Thanks so much! I've updated the post with a dedicated examples section, you can see the character model sheets Gemini generates, full storyboard pages with screentone and speech bubbles, and a sketch-to-manga before/after. The sketch conversion is honestly one of my favourite parts: you draw the rough composition and Gemini handles the inking, screentones, and line weight.
Wow! It's even better than I was expecting! Great work
Thank you very much!🚀
"This is amazing work! I love how you handled character consistency with Gemini’s multimodal input — the sketch-to-manga feature is especially impressive. Really inspiring approach for anyone wanting to generate full manga with AI."
Thanks so much! The multimodal input was honestly the key insight, passing character sheets as image references on every panel call is what made consistency actually work. Glad it's inspiring!
Hi, great stuff you are building! Your GitHub repository is not to be found anymore, unfortunately… Can you share, please?
Hello, thank you!
Sorry about that, it was set to private initally. You can check it now
Very creative use of Gemini!

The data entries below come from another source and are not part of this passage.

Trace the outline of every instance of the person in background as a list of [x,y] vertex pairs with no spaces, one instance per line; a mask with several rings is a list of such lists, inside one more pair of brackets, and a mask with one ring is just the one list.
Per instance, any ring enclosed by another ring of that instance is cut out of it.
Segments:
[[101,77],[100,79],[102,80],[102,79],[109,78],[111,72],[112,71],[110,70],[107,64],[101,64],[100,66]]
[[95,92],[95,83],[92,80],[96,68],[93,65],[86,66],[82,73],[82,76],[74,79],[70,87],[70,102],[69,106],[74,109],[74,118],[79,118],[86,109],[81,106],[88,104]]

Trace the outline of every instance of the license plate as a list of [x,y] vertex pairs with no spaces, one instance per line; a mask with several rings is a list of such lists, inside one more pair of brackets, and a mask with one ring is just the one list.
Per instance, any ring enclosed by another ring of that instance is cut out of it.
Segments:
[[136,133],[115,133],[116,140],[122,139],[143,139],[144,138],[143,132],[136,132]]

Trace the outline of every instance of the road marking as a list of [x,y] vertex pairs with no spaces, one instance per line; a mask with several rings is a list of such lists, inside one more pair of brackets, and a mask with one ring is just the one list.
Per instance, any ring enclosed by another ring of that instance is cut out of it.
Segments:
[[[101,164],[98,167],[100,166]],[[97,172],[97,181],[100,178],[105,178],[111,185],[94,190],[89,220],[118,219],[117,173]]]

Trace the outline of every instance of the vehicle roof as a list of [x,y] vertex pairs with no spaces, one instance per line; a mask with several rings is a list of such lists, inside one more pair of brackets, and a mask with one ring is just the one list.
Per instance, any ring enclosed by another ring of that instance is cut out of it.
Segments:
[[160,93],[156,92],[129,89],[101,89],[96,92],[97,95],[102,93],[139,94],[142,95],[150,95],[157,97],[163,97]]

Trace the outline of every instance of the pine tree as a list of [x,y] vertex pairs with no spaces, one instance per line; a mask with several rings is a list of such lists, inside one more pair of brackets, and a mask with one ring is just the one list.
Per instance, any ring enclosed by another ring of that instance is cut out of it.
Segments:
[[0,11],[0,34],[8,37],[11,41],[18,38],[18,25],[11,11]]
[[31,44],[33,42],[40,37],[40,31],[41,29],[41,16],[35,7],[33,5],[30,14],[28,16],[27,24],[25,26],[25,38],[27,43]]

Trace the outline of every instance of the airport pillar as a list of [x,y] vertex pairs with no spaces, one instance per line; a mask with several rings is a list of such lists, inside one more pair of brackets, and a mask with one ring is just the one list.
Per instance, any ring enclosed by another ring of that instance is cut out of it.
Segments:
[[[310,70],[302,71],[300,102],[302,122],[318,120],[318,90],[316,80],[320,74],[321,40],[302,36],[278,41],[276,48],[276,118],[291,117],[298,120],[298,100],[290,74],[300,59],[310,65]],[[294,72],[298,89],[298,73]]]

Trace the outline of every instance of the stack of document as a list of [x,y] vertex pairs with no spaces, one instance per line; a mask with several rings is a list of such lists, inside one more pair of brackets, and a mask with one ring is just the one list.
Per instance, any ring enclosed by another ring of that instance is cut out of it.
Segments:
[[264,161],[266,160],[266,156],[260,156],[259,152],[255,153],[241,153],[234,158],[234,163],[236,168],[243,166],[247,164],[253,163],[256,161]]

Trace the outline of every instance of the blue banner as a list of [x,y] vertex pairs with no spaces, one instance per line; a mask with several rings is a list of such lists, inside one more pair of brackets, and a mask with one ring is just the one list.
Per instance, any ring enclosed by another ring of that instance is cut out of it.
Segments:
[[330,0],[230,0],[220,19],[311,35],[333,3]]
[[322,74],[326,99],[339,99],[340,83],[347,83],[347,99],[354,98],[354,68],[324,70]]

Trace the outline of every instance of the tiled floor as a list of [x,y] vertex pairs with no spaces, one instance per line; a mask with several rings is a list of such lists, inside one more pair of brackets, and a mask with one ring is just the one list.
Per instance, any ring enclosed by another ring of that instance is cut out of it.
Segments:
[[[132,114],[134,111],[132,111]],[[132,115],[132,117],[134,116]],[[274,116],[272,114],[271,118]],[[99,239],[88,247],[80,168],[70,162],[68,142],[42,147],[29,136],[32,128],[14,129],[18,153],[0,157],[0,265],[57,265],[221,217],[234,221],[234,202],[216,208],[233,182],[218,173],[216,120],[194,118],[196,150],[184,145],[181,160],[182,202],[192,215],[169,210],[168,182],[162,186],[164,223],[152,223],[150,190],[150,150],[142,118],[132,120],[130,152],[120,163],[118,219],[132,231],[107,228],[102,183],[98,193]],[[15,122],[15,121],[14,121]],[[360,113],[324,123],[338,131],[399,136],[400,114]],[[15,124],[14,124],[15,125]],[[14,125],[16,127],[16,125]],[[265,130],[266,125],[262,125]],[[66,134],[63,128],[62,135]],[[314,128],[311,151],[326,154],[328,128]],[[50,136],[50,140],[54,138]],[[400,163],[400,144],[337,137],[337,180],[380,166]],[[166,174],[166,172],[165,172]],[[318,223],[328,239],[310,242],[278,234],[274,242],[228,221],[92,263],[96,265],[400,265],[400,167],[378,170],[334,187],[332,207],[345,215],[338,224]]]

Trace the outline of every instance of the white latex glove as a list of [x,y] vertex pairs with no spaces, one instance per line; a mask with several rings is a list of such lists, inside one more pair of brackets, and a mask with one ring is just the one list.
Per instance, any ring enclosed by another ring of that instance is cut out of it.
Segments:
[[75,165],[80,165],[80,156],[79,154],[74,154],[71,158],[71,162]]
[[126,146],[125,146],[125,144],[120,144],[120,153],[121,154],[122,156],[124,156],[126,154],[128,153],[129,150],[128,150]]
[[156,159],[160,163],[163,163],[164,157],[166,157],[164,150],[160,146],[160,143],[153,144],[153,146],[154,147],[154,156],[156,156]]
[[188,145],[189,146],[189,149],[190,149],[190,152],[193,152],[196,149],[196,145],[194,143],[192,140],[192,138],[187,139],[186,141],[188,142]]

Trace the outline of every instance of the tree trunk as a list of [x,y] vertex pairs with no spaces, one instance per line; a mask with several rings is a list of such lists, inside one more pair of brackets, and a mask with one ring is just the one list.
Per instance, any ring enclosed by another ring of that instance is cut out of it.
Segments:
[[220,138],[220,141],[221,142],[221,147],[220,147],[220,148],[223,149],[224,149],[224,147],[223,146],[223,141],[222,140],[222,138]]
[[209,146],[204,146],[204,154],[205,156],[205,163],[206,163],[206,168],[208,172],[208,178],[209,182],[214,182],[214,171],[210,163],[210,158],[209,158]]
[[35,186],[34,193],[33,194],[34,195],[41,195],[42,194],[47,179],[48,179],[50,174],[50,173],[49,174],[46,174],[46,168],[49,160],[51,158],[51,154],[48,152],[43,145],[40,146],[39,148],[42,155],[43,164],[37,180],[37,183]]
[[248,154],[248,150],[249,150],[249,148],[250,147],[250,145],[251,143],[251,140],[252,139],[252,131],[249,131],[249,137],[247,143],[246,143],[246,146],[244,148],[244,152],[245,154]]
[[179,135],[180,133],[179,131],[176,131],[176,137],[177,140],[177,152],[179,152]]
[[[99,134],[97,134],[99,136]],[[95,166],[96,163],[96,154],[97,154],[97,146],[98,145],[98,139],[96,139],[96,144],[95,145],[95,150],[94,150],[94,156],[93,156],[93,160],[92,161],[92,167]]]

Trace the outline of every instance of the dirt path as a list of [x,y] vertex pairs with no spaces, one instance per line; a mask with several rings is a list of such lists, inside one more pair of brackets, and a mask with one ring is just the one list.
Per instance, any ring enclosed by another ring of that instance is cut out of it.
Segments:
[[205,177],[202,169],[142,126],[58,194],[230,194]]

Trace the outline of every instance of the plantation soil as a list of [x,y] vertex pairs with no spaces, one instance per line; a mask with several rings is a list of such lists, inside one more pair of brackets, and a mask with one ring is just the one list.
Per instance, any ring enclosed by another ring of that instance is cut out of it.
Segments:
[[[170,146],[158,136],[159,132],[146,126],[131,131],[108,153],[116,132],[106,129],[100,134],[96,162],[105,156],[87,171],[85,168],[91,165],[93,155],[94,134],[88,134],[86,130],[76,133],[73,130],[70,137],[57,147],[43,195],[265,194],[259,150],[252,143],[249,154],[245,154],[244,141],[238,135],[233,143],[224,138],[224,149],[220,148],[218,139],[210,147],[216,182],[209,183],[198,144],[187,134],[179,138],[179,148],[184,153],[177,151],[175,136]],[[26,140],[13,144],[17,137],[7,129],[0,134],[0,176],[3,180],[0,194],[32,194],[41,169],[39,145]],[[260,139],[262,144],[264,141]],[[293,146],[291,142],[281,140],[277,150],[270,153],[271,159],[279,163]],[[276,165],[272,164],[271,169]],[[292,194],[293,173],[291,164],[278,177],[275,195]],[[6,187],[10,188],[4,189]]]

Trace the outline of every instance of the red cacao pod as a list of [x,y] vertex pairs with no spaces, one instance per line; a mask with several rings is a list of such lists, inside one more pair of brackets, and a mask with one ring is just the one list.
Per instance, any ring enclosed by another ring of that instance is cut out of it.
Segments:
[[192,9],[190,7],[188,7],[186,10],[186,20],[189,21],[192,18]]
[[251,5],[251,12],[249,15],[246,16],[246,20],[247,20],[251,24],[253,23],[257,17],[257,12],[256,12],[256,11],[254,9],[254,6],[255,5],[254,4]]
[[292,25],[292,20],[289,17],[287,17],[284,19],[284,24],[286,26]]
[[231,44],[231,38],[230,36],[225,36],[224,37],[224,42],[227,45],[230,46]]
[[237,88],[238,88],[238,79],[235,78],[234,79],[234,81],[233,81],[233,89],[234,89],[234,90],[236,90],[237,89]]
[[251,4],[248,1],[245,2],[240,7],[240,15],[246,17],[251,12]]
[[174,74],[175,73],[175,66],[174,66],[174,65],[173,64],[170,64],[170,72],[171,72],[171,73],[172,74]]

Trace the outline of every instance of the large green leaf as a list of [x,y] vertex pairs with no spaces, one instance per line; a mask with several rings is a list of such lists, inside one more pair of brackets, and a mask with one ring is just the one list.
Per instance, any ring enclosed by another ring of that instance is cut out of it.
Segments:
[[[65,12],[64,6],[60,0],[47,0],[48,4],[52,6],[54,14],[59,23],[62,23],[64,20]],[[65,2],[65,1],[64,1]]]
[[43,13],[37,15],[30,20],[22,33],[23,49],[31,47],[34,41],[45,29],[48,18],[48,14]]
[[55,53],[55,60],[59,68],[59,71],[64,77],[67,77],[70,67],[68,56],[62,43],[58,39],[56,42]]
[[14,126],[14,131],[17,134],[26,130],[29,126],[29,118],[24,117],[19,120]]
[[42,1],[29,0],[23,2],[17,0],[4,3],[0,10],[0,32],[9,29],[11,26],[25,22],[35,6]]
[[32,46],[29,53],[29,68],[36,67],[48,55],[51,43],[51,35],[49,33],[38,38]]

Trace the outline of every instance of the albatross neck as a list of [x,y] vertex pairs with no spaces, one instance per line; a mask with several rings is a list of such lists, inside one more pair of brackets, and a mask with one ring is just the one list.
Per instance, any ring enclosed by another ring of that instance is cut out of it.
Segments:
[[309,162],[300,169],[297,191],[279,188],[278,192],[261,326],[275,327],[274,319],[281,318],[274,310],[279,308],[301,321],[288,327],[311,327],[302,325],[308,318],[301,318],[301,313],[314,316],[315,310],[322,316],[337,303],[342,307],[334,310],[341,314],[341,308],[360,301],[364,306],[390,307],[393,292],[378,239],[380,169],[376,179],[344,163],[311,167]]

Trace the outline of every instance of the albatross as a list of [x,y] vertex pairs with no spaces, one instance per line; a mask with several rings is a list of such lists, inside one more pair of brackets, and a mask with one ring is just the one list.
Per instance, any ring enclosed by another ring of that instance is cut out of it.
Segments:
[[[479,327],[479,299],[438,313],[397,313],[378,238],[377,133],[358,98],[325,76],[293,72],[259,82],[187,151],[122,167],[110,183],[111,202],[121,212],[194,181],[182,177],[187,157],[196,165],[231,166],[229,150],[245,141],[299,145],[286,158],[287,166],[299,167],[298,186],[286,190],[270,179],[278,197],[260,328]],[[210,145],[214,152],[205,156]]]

Did you consider using a platform to make calling multiple AI models easier?
Thanks! We did consider orchestration frameworks like LangChain early on, but decided against them for this project. Since we're going deep on a single provider (Gemini) rather than swapping models, the abstraction layer didn't buy us much — and the Google GenAI SDK's native async support and multimodal Part API were exactly what we needed for the character sheet consistency technique. Going direct also meant one less dependency and easier debugging when image generation behaved unexpectedly. For a multi-provider setup it'd be a different call though!
This really resonated with me.
Really appreciate you saying that! It was a fun week of building, hope it sparks some ideas for your own projects.
It was very interesting to read about some of the transformations and adjustments for consistency you used. I wanted to make one suggestion: adding a license to the GitHub code so that it is clear if and how others can use it. I didn’t see a license when I checked it out, but please do let me know if I missed it. MIT seems to be a popular default for many AI-related projects.